A diagnosis can be difficult for anyone and comes with unique challenges, but conquering challenges seems to be where Alan thrives. Alan was always an athletic individual winning races in both primary and secondary school, but as he reached university and met his lifelong partner Brenda, he extended the distances for the love of running and stopped sprinting. With awareness that things will be harder now, Alan and Brenda have developed strategies that work for them so he can continue doing the things he loves. Together they attended the Shaping the Journey program where they learned the importance of exercise and doing things that open themselves up for success.

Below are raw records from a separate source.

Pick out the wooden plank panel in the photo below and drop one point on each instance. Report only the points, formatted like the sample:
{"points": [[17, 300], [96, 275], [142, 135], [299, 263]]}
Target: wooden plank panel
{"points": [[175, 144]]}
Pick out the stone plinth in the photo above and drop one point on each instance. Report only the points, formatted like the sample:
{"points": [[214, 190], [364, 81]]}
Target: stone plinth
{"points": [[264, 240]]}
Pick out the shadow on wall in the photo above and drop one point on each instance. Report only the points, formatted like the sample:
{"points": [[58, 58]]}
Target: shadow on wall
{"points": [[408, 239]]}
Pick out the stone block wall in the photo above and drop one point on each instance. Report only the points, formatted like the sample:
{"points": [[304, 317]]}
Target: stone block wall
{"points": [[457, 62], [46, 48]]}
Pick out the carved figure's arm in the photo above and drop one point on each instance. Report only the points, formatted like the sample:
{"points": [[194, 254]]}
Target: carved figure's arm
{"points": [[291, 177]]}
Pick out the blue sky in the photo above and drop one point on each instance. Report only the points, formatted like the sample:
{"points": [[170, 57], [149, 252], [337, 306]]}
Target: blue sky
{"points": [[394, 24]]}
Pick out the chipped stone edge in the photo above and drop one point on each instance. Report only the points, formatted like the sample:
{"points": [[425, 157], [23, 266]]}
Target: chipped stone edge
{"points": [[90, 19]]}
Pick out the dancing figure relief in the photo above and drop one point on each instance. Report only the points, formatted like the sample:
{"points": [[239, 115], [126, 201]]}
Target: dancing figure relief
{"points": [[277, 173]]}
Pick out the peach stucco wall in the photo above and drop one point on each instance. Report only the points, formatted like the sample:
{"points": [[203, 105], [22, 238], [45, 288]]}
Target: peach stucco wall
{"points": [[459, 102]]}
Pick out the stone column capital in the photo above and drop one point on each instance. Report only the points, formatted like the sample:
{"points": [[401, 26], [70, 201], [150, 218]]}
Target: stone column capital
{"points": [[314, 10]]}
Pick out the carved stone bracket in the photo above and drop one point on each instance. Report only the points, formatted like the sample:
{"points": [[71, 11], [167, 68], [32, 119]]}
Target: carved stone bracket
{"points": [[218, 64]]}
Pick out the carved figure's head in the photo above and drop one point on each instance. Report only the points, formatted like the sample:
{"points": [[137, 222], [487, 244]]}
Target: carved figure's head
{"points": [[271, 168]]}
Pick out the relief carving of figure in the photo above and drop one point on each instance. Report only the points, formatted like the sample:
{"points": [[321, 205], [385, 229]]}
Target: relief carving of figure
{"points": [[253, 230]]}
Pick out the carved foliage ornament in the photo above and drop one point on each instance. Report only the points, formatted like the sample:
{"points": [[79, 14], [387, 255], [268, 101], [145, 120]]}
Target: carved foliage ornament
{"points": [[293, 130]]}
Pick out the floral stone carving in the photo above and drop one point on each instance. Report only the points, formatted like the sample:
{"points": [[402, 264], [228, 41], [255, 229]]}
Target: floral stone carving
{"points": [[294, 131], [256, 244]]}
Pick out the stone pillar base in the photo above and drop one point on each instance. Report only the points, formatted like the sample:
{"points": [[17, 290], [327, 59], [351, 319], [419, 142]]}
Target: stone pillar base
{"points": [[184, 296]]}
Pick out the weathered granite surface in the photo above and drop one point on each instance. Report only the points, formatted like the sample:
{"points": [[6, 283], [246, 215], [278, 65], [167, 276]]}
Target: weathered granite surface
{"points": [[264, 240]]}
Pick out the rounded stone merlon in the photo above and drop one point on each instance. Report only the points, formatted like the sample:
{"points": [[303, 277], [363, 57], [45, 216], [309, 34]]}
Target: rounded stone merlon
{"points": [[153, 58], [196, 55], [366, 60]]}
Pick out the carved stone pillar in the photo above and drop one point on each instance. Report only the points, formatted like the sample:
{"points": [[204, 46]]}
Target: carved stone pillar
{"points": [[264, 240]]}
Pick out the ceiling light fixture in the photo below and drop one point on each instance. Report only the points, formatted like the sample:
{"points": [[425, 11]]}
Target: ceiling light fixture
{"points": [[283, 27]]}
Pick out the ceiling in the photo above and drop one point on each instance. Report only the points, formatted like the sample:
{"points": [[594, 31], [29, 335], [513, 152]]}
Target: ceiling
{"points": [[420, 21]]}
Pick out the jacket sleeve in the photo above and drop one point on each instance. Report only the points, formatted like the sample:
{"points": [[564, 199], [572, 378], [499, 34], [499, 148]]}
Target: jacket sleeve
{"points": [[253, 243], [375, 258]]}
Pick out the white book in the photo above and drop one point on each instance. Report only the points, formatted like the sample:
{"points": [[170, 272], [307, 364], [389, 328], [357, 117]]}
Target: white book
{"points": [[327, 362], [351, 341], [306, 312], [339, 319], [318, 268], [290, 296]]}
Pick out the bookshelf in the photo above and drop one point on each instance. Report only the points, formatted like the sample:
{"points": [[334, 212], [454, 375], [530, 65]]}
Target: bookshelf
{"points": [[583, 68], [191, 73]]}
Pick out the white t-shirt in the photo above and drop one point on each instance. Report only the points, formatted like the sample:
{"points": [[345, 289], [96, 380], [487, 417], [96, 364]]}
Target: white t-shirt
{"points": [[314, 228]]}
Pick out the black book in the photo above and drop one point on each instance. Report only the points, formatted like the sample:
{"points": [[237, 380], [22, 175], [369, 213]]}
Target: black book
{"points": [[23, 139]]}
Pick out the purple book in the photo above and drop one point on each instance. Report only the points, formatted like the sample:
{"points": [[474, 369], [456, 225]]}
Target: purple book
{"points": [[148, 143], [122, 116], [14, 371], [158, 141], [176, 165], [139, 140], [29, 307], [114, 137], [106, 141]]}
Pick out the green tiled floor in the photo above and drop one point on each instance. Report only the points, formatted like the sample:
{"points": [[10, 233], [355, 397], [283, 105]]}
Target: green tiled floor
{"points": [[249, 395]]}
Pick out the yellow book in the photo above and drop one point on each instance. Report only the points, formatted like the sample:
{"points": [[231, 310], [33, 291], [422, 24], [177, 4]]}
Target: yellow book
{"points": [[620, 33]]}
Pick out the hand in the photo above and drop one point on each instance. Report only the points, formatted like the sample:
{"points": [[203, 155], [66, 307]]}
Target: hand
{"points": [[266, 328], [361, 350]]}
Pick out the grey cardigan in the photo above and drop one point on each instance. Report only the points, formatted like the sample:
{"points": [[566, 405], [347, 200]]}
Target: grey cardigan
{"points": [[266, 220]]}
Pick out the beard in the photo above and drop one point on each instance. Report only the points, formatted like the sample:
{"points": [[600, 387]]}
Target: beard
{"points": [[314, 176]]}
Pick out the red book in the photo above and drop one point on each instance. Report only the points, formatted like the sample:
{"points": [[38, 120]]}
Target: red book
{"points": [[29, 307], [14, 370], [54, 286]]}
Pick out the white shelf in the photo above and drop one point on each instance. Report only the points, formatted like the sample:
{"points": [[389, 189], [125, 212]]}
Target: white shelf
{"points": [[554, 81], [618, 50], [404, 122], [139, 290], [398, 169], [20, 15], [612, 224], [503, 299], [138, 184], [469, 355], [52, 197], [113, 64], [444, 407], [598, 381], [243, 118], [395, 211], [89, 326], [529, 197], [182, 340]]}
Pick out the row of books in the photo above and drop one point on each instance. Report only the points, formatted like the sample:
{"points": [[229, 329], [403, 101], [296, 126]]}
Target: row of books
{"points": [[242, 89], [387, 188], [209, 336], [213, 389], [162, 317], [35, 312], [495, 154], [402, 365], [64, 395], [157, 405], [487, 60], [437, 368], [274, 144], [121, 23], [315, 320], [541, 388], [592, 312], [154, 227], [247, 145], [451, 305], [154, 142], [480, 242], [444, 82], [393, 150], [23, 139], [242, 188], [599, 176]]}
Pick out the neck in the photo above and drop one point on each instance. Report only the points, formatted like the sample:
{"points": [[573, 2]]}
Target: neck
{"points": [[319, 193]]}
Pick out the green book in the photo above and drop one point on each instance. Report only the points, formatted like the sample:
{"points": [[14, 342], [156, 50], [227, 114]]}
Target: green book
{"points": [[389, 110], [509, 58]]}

For Alan the physical part of the running is easy, but logistics is the hard part. A solution he found was using the Find My Friends app on his cellphone for his training runs. It provides comfort for Alan knowing he can find his way back to Brenda or call if he needs help, and it also provides comfort for Brenda knowing she can login to see where he is.
On race day Alan faced a few bumps in the road, but nothing that stopped him from finishing. “I was three minutes behind the starting gun and was at the absolute back of the pack. I had to push to get up to runners at my level, all while contending with the 10 km runners coming up from behind,” Alan explains. Due to the hills on the route, many consider the Blue Nose Marathon to be one of the hardest in North America. Fortunately, Alan loves the hills, “I don’t know what it is, I think it is the challenge of conquering a hill!” he exclaims.
One of the best parts of running the Blue Nose Marathon for Alan was having his family there to support him. His brother, sister-in-law, niece, and nephew planned a vacation to Nova Scotia to cheer him on during the race. They set up along different spots along the race and then were all there with his mother June at the finish line.
Every step of the way for the past 39 years, Brenda has supported Alan. When she notices Alan is having a hard day, she encourages him to put on his shoes and go for a run. “It really helps when he gets back. He comes back calm and better able to face the rest of the day,” said Brenda. “In my caregiver support group some people talk about how much trouble their partners have sleeping, but I never find that a problem for Alan after a run or 50 km bike ride!”
Alan shares the following advice for anyone trying to stay active after a diagnosis. “Get connected with people who have been doing it longer than you. I joined a local running group and really like the social aspect of running now,” Alan said. “When I shared that I had a dementia diagnosis and some aphasia, the group was even more welcoming!”